I am not the first one with a stuck mdadm --grow
but I think that mine is a bit different from the others. In my case all devices are faulty and the state says FAILED:
root@linux:~# mdadm --detail /dev/md126
/dev/md126:
Version : 1.2
Creation Time : Tue Jan 26 11:57:52 2021
Raid Level : raid5
Array Size : 1953258496 (1862.77 GiB 2000.14 GB)

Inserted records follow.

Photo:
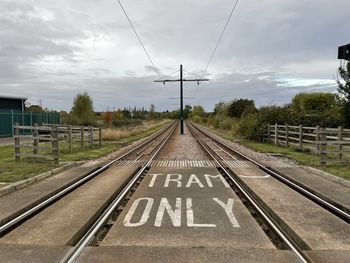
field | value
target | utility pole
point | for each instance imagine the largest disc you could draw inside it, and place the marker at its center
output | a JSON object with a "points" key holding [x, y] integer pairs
{"points": [[181, 80]]}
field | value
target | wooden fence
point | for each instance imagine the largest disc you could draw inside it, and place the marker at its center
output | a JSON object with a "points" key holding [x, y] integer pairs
{"points": [[48, 141], [332, 144]]}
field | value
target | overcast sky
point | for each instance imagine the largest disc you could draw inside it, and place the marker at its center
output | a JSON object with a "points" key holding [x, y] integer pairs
{"points": [[272, 49]]}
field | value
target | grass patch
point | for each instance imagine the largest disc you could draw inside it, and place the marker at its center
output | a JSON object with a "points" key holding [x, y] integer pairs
{"points": [[303, 158], [10, 171]]}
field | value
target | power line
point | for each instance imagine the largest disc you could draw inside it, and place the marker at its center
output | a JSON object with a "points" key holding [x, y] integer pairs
{"points": [[138, 37], [222, 33]]}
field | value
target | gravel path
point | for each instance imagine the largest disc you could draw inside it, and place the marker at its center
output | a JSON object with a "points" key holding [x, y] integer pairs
{"points": [[183, 147]]}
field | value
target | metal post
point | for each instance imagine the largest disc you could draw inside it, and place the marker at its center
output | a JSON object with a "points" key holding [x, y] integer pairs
{"points": [[181, 103], [340, 143], [55, 143], [36, 138], [317, 138], [82, 137], [91, 136], [70, 137], [12, 130], [300, 137], [323, 149], [100, 137], [276, 134], [17, 143]]}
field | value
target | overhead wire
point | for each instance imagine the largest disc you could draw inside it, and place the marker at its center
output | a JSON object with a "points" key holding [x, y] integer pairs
{"points": [[139, 39], [221, 35]]}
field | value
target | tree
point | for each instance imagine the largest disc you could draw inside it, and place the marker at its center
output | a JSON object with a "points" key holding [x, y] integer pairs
{"points": [[220, 108], [107, 117], [82, 110], [344, 90], [198, 111], [152, 112], [236, 108], [317, 108]]}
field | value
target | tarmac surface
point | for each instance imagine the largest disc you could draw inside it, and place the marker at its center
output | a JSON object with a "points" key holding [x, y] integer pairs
{"points": [[16, 202], [63, 222], [186, 207], [330, 189], [317, 227]]}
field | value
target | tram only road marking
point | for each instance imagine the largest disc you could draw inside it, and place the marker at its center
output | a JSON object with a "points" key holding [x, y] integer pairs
{"points": [[175, 213], [254, 176], [193, 180]]}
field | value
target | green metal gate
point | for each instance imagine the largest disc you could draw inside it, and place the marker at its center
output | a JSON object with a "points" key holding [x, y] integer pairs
{"points": [[9, 118]]}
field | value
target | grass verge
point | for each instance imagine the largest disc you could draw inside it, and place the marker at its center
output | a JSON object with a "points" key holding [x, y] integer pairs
{"points": [[303, 158], [10, 171]]}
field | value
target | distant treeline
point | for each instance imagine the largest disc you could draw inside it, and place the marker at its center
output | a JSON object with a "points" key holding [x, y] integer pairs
{"points": [[82, 113]]}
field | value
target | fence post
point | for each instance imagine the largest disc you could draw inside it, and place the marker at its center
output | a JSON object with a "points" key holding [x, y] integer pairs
{"points": [[317, 141], [340, 141], [82, 137], [17, 143], [70, 138], [55, 143], [276, 134], [91, 129], [12, 130], [300, 137], [100, 136], [323, 146], [36, 140]]}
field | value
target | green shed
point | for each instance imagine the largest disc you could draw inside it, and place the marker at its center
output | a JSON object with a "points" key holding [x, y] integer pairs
{"points": [[12, 111], [12, 103]]}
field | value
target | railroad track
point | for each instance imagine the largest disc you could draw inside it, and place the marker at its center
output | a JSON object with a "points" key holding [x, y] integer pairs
{"points": [[78, 249], [134, 153], [221, 152]]}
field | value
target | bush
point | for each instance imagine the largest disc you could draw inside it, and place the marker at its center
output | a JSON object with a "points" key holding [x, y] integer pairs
{"points": [[248, 127]]}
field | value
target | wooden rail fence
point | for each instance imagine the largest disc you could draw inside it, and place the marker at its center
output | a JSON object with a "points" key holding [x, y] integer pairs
{"points": [[47, 141], [330, 143]]}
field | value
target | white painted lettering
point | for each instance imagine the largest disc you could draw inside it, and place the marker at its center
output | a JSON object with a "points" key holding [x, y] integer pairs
{"points": [[145, 214], [175, 215], [194, 180], [228, 209], [207, 178], [190, 219], [153, 179], [177, 179]]}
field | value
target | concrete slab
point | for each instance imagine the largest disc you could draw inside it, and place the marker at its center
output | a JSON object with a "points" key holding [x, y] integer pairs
{"points": [[184, 207], [329, 188], [30, 254], [320, 229], [323, 256], [65, 221], [184, 255], [17, 202]]}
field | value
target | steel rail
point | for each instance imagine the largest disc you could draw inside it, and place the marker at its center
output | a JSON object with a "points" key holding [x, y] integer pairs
{"points": [[314, 197], [301, 256], [76, 251], [22, 217]]}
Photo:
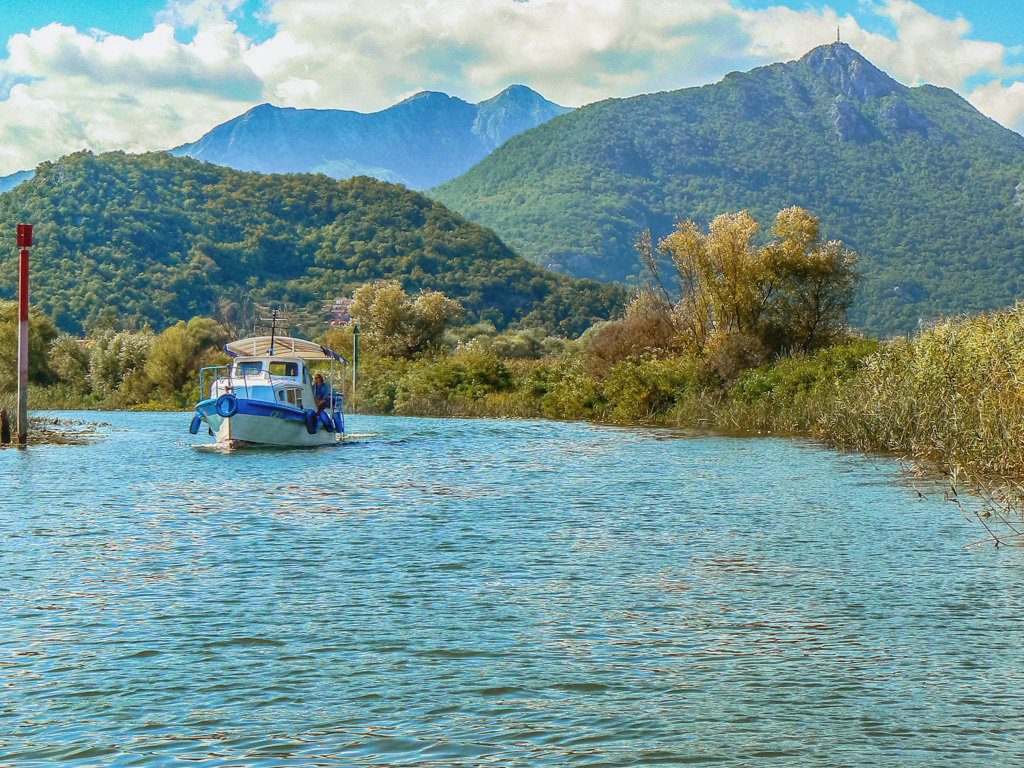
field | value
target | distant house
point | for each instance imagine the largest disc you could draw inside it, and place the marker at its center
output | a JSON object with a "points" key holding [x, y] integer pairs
{"points": [[339, 310]]}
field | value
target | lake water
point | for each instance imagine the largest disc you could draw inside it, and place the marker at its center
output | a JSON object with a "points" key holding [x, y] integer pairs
{"points": [[466, 593]]}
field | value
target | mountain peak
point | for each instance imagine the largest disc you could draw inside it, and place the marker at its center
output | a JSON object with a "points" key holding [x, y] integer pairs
{"points": [[851, 74]]}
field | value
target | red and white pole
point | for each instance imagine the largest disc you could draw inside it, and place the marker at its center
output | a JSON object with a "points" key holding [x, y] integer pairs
{"points": [[24, 242]]}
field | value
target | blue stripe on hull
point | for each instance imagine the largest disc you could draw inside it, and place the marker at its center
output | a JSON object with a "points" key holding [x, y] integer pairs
{"points": [[207, 410]]}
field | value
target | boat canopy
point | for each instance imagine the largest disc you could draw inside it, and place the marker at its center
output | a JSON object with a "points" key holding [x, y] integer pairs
{"points": [[284, 346]]}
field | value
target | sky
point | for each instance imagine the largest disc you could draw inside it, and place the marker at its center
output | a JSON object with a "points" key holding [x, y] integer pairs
{"points": [[142, 75]]}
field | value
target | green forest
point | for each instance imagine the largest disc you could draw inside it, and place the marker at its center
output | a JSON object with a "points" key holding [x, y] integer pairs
{"points": [[150, 240], [920, 183]]}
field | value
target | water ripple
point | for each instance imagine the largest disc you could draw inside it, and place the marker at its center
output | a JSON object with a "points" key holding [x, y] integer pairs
{"points": [[495, 593]]}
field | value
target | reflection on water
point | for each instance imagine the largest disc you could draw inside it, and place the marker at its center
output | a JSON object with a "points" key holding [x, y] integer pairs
{"points": [[504, 593]]}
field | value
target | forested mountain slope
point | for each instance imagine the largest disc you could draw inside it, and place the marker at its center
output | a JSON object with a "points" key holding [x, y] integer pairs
{"points": [[157, 239], [924, 186], [422, 141]]}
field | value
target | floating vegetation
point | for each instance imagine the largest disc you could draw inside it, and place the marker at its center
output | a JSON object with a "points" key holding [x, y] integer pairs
{"points": [[59, 431]]}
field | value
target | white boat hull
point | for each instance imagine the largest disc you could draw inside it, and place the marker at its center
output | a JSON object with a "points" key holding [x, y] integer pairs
{"points": [[260, 423], [264, 430]]}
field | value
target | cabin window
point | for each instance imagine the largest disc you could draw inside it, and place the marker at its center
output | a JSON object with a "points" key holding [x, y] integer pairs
{"points": [[284, 369], [248, 368], [291, 395]]}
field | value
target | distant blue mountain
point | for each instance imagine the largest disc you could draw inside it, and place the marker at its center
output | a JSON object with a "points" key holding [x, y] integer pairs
{"points": [[423, 141]]}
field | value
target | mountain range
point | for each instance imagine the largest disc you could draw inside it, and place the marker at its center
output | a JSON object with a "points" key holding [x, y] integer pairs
{"points": [[924, 186], [153, 239], [421, 142]]}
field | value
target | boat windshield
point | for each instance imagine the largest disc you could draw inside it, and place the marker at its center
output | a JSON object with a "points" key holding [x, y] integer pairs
{"points": [[248, 368]]}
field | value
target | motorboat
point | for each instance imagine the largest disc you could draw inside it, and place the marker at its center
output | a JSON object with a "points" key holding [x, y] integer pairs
{"points": [[265, 395]]}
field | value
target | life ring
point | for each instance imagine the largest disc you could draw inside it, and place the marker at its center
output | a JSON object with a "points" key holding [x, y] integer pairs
{"points": [[325, 419], [227, 406]]}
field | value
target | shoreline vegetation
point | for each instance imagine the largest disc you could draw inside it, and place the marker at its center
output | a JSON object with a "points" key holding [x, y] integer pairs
{"points": [[756, 342]]}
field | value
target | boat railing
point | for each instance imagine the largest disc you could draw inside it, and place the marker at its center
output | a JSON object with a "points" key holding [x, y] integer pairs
{"points": [[214, 376]]}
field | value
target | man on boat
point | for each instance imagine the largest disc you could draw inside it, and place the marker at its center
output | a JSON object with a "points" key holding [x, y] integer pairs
{"points": [[322, 394]]}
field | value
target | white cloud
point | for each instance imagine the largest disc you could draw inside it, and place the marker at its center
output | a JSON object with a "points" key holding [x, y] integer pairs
{"points": [[70, 90], [1003, 103]]}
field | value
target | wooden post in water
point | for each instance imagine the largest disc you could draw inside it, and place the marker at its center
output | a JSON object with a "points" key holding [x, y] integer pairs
{"points": [[24, 242], [355, 360]]}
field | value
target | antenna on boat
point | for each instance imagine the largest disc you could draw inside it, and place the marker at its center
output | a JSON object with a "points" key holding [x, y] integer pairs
{"points": [[270, 324]]}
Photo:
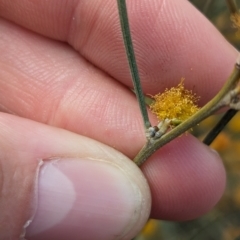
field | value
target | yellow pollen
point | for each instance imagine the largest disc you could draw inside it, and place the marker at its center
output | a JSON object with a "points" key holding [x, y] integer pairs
{"points": [[175, 103]]}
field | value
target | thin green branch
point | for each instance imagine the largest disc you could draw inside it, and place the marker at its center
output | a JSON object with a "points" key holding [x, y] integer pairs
{"points": [[232, 6], [220, 126], [224, 97], [132, 61]]}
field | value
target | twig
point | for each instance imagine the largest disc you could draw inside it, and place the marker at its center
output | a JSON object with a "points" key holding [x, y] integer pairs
{"points": [[219, 127], [132, 61], [226, 97]]}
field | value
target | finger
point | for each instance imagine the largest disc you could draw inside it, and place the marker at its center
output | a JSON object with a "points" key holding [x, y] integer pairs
{"points": [[171, 39], [48, 82], [131, 140], [59, 185], [186, 179]]}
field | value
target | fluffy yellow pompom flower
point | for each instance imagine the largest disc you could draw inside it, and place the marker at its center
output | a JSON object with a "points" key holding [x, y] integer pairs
{"points": [[176, 104]]}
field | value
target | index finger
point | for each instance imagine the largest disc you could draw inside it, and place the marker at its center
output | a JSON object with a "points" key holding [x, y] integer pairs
{"points": [[171, 39]]}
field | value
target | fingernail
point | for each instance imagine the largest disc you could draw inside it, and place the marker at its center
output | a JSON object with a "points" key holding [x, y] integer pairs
{"points": [[85, 199]]}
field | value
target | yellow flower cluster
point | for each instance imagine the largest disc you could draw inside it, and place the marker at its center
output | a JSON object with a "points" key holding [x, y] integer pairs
{"points": [[175, 103]]}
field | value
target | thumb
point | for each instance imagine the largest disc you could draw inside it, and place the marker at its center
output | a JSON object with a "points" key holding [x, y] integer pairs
{"points": [[58, 185]]}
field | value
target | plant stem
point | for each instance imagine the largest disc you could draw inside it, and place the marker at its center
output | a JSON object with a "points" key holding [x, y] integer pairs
{"points": [[132, 61], [219, 127], [217, 102]]}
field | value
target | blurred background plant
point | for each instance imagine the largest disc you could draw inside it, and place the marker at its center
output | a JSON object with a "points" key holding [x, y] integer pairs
{"points": [[223, 222]]}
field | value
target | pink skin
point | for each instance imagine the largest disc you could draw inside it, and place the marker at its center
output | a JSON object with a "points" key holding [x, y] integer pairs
{"points": [[81, 87]]}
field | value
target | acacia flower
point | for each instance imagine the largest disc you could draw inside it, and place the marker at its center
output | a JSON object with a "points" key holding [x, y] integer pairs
{"points": [[176, 104]]}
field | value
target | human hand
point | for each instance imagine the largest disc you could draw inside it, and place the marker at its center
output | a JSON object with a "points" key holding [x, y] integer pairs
{"points": [[78, 188]]}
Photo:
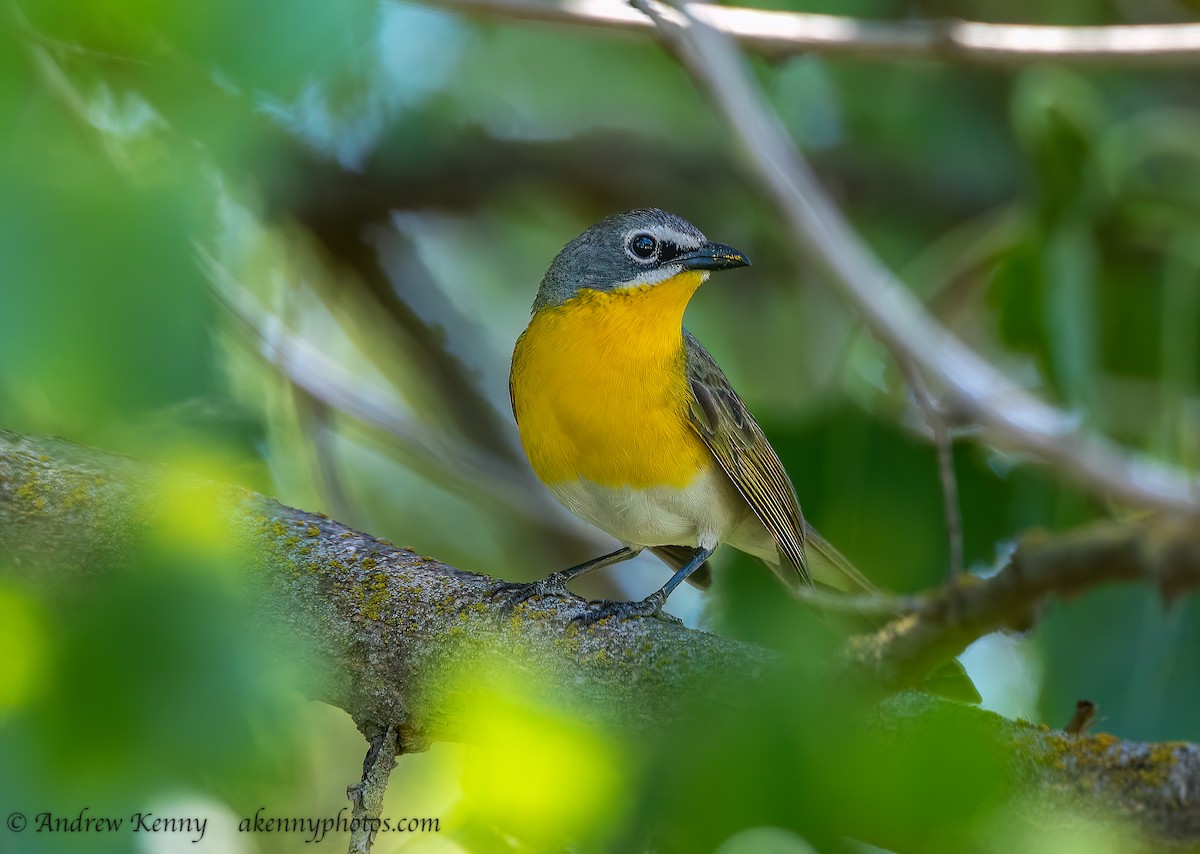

Used Dev Size : 976629248 (931.39 GiB 1000.07 GB)
Raid Devices : 4
Total Devices : 4
Persistence : Superblock is persistent
Intent Bitmap : Internal
Update Time : Mon Aug 19 14:56:31 2024
State : active, FAILED, reshaping
Active Devices : 0
Failed Devices : 4
Spare Devices : 0
Layout : left-symmetric
Chunk Size : 512K
Consistency Policy : bitmap
Reshape Status : 38% complete
Number Major Minor RaidDevice State
0 8 17 0 faulty /dev/sdb1
1 8 65 1 faulty /dev/sde1
3 8 49 2 faulty /dev/sdd1
4 8 33 3 faulty /dev/sdc1
I created the RAID5 with 3 1TB SSD disks and used it completely for LVM. Yesterday I added a 4th 1TB SSD disk and did the following commands:
mdadm --add /dev/md126 /dev/sdc1
mdadm --grow /dev/md126 --raid-devices=4
At first there was no problem. The RAID5 was still active and slowly accessible. About 4 hours later something must have happened. This morning I checked and the status of mdadm
did not change but I lost my RAID5 in LVM although the LVs are still mounted but somehow crippled.
With dmesg
I get errors like:
[81591.695415] EXT4-fs (dm-5): I/O error while writing superblock
[81591.710467] EXT4-fs error (device dm-5): __ext4_get_inode_loc_noinmem:4617: inode #524289: block 2097184: comm ls: unable to read itable block
[81591.710488] Buffer I/O error on dev dm-5, logical block 0, lost sync page write
[81591.710495] EXT4-fs (dm-5): I/O error while writing superblock
[82806.711267] sd 0:0:0:0: [sdb] tag#8 FAILED Result: hostbyte=DID_BAD_TARGET driverbyte=DRIVER_OK cmd_age=0s
[82806.711279] sd 0:0:0:0: [sdb] tag#8 CDB: ATA command pass through(16) 85 06 2c 00 00 00 00 00 00 00 00 00 00 00 e5 00
[82806.711333] sd 5:0:0:0: [sdc] tag#9 FAILED Result: hostbyte=DID_BAD_TARGET driverbyte=DRIVER_OK cmd_age=0s
[82806.711339] sd 5:0:0:0: [sdc] tag#9 CDB: ATA command pass through(16) 85 06 2c 00 00 00 00 00 00 00 00 00 00 00 e5 00
[82806.711382] sd 4:0:0:0: [sdd] tag#11 FAILED Result: hostbyte=DID_BAD_TARGET driverbyte=DRIVER_OK cmd_age=0s
[82806.711388] sd 4:0:0:0: [sdd] tag#11 CDB: ATA command pass through(16) 85 06 2c 00 00 00 00 00 00 00 00 00 00 00 e5 00
[82806.711431] sd 1:0:0:0: [sde] tag#21 FAILED Result: hostbyte=DID_BAD_TARGET driverbyte=DRIVER_OK cmd_age=0s
[82806.711436] sd 1:0:0:0: [sde] tag#21 CDB: ATA command pass through(16) 85 06 2c 00 00 00 00 00 00 00 00 00 00 00 e5 00
The mdadm --examine --scan
gives no output at all, it just stops. The current content is:
# automatically tag new arrays as belonging to the local system
HOMEHOST <system>
# instruct the monitoring daemon where to send mail alerts
MAILADDR root
# definitions of existing MD arrays
ARRAY /dev/md126 level=raid5 num-devices=3 metadata=1.2 name=horus:0 UUID=b187df52:41d7a47e:98e7fa00:cae9bf67
devices=/dev/sda1,/dev/sdb1,/dev/sdc1
By looking at it now I notice that the devices were not correct. Since 2021 the devices must have changed.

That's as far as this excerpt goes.